Surface attachment of Salmonella typhimurium to intestinal epithelia imprints the subepithelial matrix with gradients chemotactic for neutrophils


During intestinal disease induced by Salmonella typhimurium transepithelial migration of neutrophils (PMN) rapidly follows attachment of the bacteria to the epithelial apical membrane. Among the events stimulated by these interactions is the release of chemotaxins that guide PMN through the subepithelial matrix and subsequently through the epithelium itself (McCormick, B.A., S.P. Colgan, C. Delp- Archer, S.I. Miller, and J.L. Madara. 1993. J. Cell Biol. 123:895-907). Given the substantial volume flow that normally characterizes matrix compartments underlying transporting epithelia, it is unclear how such transmatrix signaling is sustained. Here we show that when underlying matrices are isolated from biophysically confluent polarized monolayers of the human intestinal epithelial cell line T84, they fail to support substantial transmatrix migration of PMN unless an exogenous chemotactic gradient is imposed. In contrast, such matrices isolated from confluent monolayers apically colonized with S. typhimurium support spontaneous transmatrix migration of PMN. Such chemotactic imprinting of underlying matrices is resistant to volume wash and is paralleled by secretion of the known matrix-binding chemokine IL-8. Chemotactic imprinting of the matrix underlying S. typhimurium- colonized monolayers is dependent on epithelial protein synthesis, is directional implying the existence of a gradient, and is neutralized by antibodies either to IL-8 or to the IL-8 receptor on PMN. An avirulent S. typhimurium strain, PhoPc, which attaches to epithelial cells as efficiently as wild-type S. typhimurium, fails to induce basolateral secretion of IL-8 and likewise fails to imprint matrices.
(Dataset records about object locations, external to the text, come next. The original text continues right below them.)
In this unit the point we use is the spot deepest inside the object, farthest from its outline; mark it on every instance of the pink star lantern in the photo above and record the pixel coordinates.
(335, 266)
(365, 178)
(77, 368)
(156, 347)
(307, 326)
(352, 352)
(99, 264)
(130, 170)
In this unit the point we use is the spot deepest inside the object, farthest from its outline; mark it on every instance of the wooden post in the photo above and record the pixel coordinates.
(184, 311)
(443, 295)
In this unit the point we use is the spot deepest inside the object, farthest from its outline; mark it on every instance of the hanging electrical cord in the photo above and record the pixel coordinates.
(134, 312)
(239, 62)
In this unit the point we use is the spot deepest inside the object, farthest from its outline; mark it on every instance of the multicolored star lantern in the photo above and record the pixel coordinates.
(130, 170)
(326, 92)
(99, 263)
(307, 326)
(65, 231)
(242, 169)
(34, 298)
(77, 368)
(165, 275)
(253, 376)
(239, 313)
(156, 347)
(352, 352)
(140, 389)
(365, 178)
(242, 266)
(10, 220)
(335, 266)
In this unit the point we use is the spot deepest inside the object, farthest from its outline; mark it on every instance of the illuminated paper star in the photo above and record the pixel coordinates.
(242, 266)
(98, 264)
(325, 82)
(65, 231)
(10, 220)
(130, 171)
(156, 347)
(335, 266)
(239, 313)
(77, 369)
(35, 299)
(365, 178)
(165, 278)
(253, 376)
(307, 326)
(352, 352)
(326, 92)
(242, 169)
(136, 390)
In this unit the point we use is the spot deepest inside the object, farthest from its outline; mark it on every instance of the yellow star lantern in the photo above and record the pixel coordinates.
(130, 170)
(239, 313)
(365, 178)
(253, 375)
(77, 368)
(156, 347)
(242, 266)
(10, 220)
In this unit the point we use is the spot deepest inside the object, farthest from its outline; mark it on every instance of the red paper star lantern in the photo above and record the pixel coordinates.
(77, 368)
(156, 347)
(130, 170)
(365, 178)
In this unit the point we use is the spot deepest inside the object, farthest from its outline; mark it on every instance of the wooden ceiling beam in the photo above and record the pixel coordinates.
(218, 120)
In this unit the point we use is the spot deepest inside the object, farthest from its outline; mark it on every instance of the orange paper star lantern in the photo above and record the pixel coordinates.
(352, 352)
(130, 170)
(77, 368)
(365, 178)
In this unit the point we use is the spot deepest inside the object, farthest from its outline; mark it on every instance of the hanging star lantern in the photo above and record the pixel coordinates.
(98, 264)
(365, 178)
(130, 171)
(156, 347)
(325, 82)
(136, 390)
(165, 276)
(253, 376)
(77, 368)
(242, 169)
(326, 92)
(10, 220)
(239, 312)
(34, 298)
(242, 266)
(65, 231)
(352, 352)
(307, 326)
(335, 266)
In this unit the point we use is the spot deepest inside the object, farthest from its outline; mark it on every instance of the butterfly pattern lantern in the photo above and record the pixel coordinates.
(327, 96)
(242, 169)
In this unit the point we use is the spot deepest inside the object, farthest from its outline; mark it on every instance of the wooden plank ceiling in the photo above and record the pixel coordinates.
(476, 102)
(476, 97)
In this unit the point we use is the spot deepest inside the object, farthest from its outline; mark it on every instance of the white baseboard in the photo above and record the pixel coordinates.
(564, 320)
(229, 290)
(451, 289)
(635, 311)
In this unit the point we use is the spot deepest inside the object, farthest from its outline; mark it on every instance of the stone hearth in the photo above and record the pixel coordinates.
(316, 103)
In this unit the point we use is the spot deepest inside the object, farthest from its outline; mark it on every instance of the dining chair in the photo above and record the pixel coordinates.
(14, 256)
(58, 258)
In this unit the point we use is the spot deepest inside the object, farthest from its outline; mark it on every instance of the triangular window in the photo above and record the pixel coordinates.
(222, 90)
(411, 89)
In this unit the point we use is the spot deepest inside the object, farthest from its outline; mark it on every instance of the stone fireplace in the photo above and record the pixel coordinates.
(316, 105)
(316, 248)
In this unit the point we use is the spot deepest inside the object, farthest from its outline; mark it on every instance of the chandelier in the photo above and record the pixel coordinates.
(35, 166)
Together, these observations show that the epithelial surface can respond to the presence of a luminal pathogen and subsequently imprint the subepithelial matrix with retained IL-8 gradients sufficient to resist washout effects of the volume flow that normally traverses this compartment. Such data further support the notion that the primary role for basolateral secretion of IL-8 by the intestinal and likely other epithelia is recruitment of PMN through the matrix to the subepithelial space, rather than directing the final movement of PMN across the epithelium.